用户代码DataStream.connect(BroadcastStream).process()的时候调用process方法将真正的计算操作交给了CoBroadcastWithKeyedOperator

@PublicEvolving
public <KS, OUT> SingleOutputStreamOperator<OUT> process(
      final KeyedBroadcastProcessFunction<KS, IN1, IN2, OUT> function,
      final TypeInformation<OUT> outTypeInfo) {

   Preconditions.checkNotNull(function);
   Preconditions.checkArgument(inputStream1 instanceof KeyedStream,
         "A KeyedBroadcastProcessFunction can only be used on a keyed stream.");

   TwoInputStreamOperator<IN1, IN2, OUT> operator =
         new CoBroadcastWithKeyedOperator<>(clean(function), broadcastStateDescriptors);
   return transform("Co-Process-Broadcast-Keyed", outTypeInfo, operator);
}

CoBroadcastWithKeyedOperator

@Override
	public void processElement1(StreamRecord<IN1> element) throws Exception {
		collector.setTimestamp(element);
		rContext.setElement(element);
		userFunction.processElement(element.getValue(), rContext, collector);
		rContext.setElement(null);
	}

	@Override
	public void processElement2(StreamRecord<IN2> element) throws Exception {
		collector.setTimestamp(element);
		rwContext.setElement(element);
		userFunction.processBroadcastElement(element.getValue(), rwContext, collector);
		rwContext.setElement(null);
	}

本质上，其实还是双流join，只是没有数据late或者其他watermark之类的判断，广播流的数据存储在用户定义的state中，另一条从state中获取，形成广播流的join效果。

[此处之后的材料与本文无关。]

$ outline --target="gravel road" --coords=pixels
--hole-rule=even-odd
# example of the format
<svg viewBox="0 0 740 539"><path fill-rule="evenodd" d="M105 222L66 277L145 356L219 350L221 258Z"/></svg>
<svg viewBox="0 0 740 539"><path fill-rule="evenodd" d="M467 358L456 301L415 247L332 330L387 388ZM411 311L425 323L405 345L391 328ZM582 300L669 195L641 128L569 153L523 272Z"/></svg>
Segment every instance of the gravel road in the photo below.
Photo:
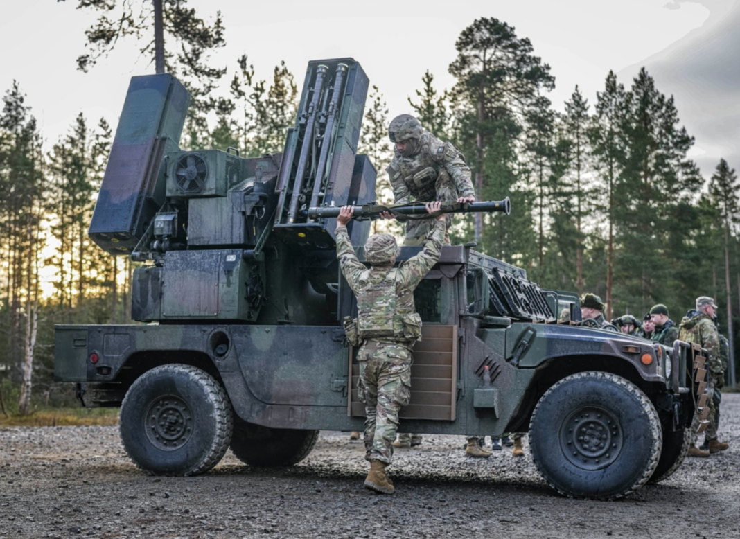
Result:
<svg viewBox="0 0 740 539"><path fill-rule="evenodd" d="M571 500L528 448L465 457L463 438L426 436L396 452L393 496L362 486L360 442L322 432L290 468L230 452L211 472L154 478L128 460L118 428L0 429L0 538L740 537L740 394L723 396L728 451L687 459L670 479L615 501Z"/></svg>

状态的创建主要是在CoBroadcastWithKeyedOperator.open方法

1
2
3

for (MapStateDescriptor<?, ?> descriptor: broadcastStateDescriptors) {
			broadcastStates.put(descriptor, getOperatorStateBackend().getBroadcastState(descriptor));
		}

OperatorStateBackEnd

OperatorStateBackEnd 主要管理OperatorState. 目前只有一种实现: DefaultOperatorStateBackend。

BroadcastState的实现也只有一个HeapBroadcastState，所以广播流的状态都保存在内存中。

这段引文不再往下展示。